Ibid: Incremental backups to infinite disk

You back up the files on your computer regularly, right? You don’t? You’re just asking for trouble. But you already knew that, didn’t you? You’d do periodic backups if you could, but there just are no good backup tools, right? They’re too complicated to use? You don’t have enough CD-R’s to hold all your files? Or you already have too many and are drowning in the clutter?

Well now you can save the lame excuses for why you don’t floss. I’ve written ibid, a simple tool for performing incremental backups on Linux and Unix-like systems — possibly also Mac OS X, I haven’t checked yet. And who knows, maybe it can even be made to run under Windows.

Incremental backups

An incremental backup is a backup of just those files that have changed since the last backup.

Many people use mirroring for backups, periodically duplicating essential files to some destination, such as a spare external hard drive, replacing those copies with fresh copies on each backup. This approach is economical in terms of the storage space used, but it only allows you to restore the latest version of a given file. If you have a file called my_novel.doc and you mirror it to a spare hard drive, then you accidentally delete half of it but don’t notice until after the next time you mirror it to that hard drive, then the pre-accident version of my_novel.doc is gone forever.

With a true backup system like ibid, the pre-accident backup copy of my_novel.doc still exists; the post-accident backup copy is separate. The main drawback to this safer approach, of course, is that the more backups you do, the more space you need.

For a long time I used a makeshift system that backed up files to blank CDs or DVDs, but it was slow and difficult to use and it required my constant attendance (for swapping discs in and out) and very often the disc burner would crap out at the last minute after half an hour of burning and produce an unreadable disc. I didn’t trust the archives that I created with this system; it was annoying to have to render botched discs unreadable with scissors all the time (for privacy reasons); and the more backups I did, the more crowded with discs my safe-deposit box got.

Then I discovered Jungledisk, a commercial “infinite filesystem” service that’s easy to use and has good privacy and security features, not to mention reasonable fees. In conjunction with davfs it can be made to act just like a mounted filesystem.

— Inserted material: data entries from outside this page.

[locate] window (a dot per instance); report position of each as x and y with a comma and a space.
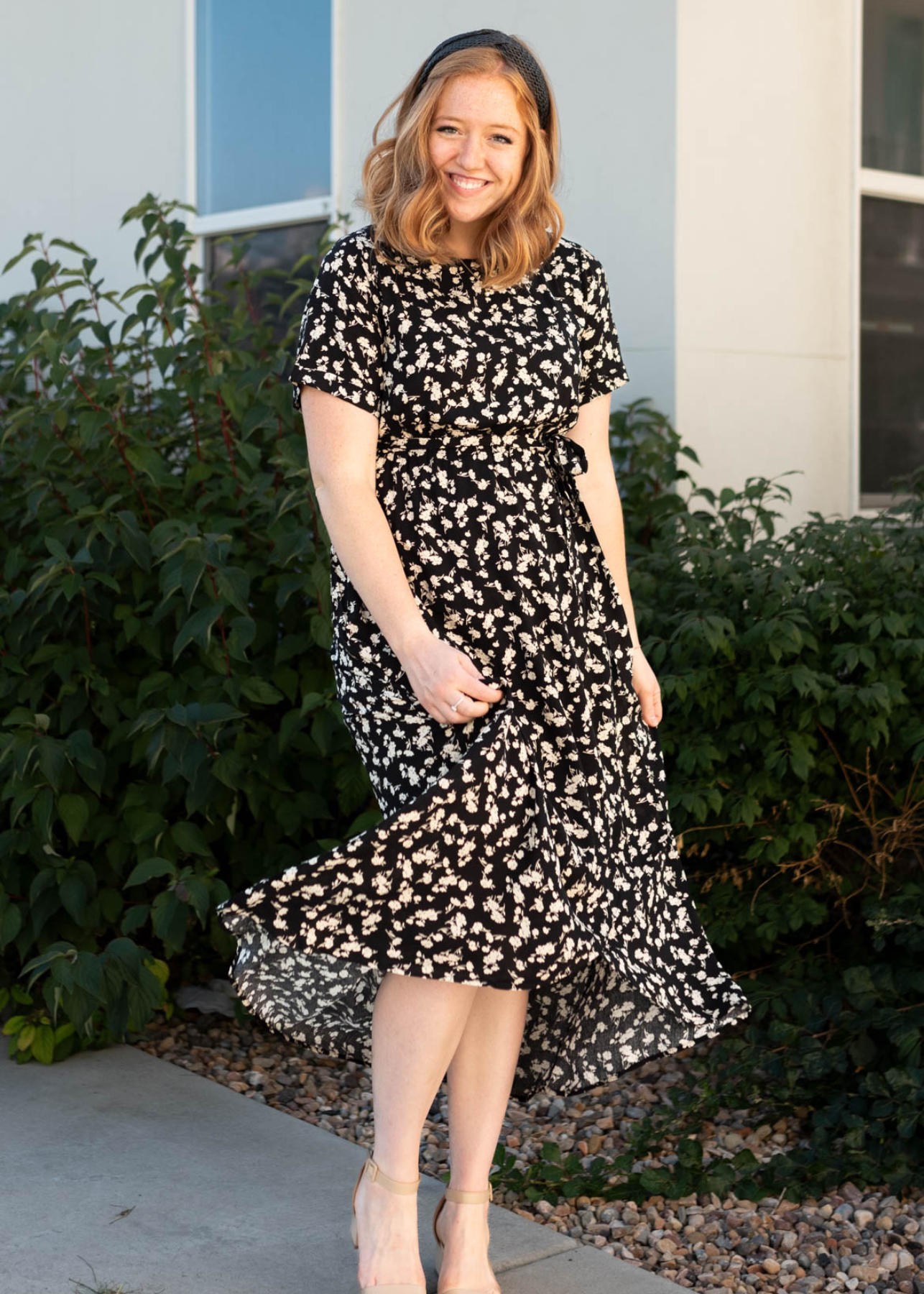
260, 127
892, 247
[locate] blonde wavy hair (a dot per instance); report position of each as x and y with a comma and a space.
402, 188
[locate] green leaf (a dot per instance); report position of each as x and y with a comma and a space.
260, 692
148, 870
198, 628
189, 839
74, 813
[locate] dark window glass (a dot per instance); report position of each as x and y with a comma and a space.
893, 86
274, 250
262, 103
892, 343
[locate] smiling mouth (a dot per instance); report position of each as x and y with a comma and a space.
466, 185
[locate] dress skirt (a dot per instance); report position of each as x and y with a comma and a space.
528, 848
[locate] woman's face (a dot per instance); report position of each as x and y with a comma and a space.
478, 144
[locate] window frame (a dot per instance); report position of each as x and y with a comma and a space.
272, 214
869, 183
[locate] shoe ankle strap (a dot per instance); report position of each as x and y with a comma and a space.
377, 1174
470, 1197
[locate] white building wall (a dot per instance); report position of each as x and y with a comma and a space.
92, 103
765, 201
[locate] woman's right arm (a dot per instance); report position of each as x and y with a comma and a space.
342, 440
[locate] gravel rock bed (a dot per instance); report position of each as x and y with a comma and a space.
846, 1240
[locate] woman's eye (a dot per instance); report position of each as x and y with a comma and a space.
505, 137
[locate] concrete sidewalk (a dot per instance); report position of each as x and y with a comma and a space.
166, 1183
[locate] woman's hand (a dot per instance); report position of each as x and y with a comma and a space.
646, 689
440, 673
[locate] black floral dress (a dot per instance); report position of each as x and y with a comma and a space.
528, 848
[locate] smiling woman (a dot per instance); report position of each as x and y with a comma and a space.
519, 917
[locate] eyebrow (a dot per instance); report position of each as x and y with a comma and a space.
445, 116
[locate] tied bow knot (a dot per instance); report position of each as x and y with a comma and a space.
568, 459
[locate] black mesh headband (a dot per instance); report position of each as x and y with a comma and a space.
512, 50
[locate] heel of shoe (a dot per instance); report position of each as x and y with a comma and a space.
410, 1188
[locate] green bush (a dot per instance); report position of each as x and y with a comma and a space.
171, 729
170, 722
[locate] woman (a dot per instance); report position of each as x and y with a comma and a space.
519, 918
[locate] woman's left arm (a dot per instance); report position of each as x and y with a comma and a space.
599, 495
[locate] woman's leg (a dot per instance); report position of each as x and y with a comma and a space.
417, 1025
479, 1080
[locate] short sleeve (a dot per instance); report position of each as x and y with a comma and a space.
602, 369
339, 347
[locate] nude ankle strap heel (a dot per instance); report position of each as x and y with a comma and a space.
403, 1188
460, 1197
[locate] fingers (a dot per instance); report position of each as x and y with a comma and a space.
468, 707
651, 705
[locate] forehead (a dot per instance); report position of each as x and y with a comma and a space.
481, 97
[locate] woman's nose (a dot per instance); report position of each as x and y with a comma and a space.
471, 155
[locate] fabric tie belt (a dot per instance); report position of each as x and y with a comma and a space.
565, 457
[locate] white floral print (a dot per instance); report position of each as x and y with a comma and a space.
530, 848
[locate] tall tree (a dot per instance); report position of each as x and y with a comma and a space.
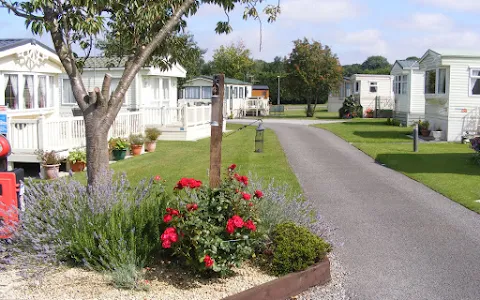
144, 27
313, 72
233, 60
375, 62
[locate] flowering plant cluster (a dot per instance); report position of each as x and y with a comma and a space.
213, 230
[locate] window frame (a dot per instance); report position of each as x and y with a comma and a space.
470, 77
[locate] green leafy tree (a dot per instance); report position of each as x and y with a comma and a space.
234, 61
375, 62
313, 72
144, 28
412, 58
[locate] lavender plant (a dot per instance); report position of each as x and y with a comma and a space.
111, 227
279, 205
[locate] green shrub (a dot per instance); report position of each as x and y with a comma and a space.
294, 248
350, 109
213, 230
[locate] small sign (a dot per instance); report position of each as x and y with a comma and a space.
3, 124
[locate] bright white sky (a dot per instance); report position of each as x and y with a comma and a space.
354, 29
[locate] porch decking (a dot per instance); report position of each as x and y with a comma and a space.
63, 134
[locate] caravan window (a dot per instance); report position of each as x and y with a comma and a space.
474, 82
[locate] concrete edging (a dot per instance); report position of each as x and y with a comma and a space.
289, 285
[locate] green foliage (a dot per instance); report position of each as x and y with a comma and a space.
313, 72
233, 60
350, 109
152, 134
294, 248
48, 157
77, 155
219, 223
136, 139
118, 143
372, 65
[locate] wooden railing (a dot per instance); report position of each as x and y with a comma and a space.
28, 135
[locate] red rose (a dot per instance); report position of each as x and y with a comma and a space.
258, 194
166, 244
246, 196
250, 225
230, 227
167, 218
237, 221
168, 237
208, 261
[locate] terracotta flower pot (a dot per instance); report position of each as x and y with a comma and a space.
79, 166
51, 171
425, 132
151, 146
137, 150
119, 154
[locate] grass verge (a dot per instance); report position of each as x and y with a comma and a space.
445, 167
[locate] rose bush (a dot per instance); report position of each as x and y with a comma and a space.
213, 230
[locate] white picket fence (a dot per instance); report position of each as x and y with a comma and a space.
59, 134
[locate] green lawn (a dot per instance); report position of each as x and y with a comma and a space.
444, 167
173, 160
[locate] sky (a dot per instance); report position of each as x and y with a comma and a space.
354, 29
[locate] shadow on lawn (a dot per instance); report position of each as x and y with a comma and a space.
383, 135
446, 163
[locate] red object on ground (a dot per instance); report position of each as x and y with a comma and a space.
8, 204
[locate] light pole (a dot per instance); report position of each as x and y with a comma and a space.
278, 92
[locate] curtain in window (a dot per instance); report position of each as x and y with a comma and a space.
207, 92
166, 89
50, 92
67, 93
442, 81
11, 91
42, 91
192, 92
28, 94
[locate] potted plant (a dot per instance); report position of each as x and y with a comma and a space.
136, 142
50, 161
437, 133
77, 159
423, 127
151, 136
119, 147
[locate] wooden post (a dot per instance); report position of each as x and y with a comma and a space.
216, 130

Ibid doesn’t care if you’re using Jungledisk or some other destination service or media. It simply copies the files you ask for to the target directory tree. The backed-up copies are just plain files residing under their original names in a plain filesystem, so retrieving old data is simple.

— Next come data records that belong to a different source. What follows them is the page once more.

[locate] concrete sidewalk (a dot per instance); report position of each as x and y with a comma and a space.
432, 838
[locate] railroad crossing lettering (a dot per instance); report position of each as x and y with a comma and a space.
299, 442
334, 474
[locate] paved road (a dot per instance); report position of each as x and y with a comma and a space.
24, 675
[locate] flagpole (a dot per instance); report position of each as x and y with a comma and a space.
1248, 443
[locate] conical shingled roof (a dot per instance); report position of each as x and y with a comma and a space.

Here are ibid’s other main features:

Written as a single Perl file, no complicated build/install process;
Limit sessions by size;
Exclude files and directories by pattern (using Perl “regular expressions”);
Files with multiple “hard links” stored only once — link names stored separately;
Files re-backed up when they change;
Files not re-backed up if they’re merely renamed (the new name is stored separately);
Can run unattended, and even at automated intervals (e.g. via cron).

You can download it here. At some point soon perhaps I will create a proper website for it, at which time I will update this blog post with the new information; meanwhile, this is the definitive home of ibid (and I will keep the copy at the above link up to date with bugfixes and other changes).

Here is the documentation for ibid.

NAME

ibid – incremental backups to infinite disk

SYNOPSIS

ibid [options] FILESET TARGET

ibid --dump FILESET [PATTERN ...]

DESCRIPTION

Ibid is a simple tool for performing incremental backups. An incremental backup is a backup of just those files that have changed since the last backup.

Ibid backs up files to any destination that can be mounted as a writable filesystem. It was developed for the author’s use with Jungledisk (http://www.jungledisk.com/, a commercial “infinite filesystem” service) in conjunction with davfs (http://dav.sourceforge.com/), but any similar service or mountable media should also work.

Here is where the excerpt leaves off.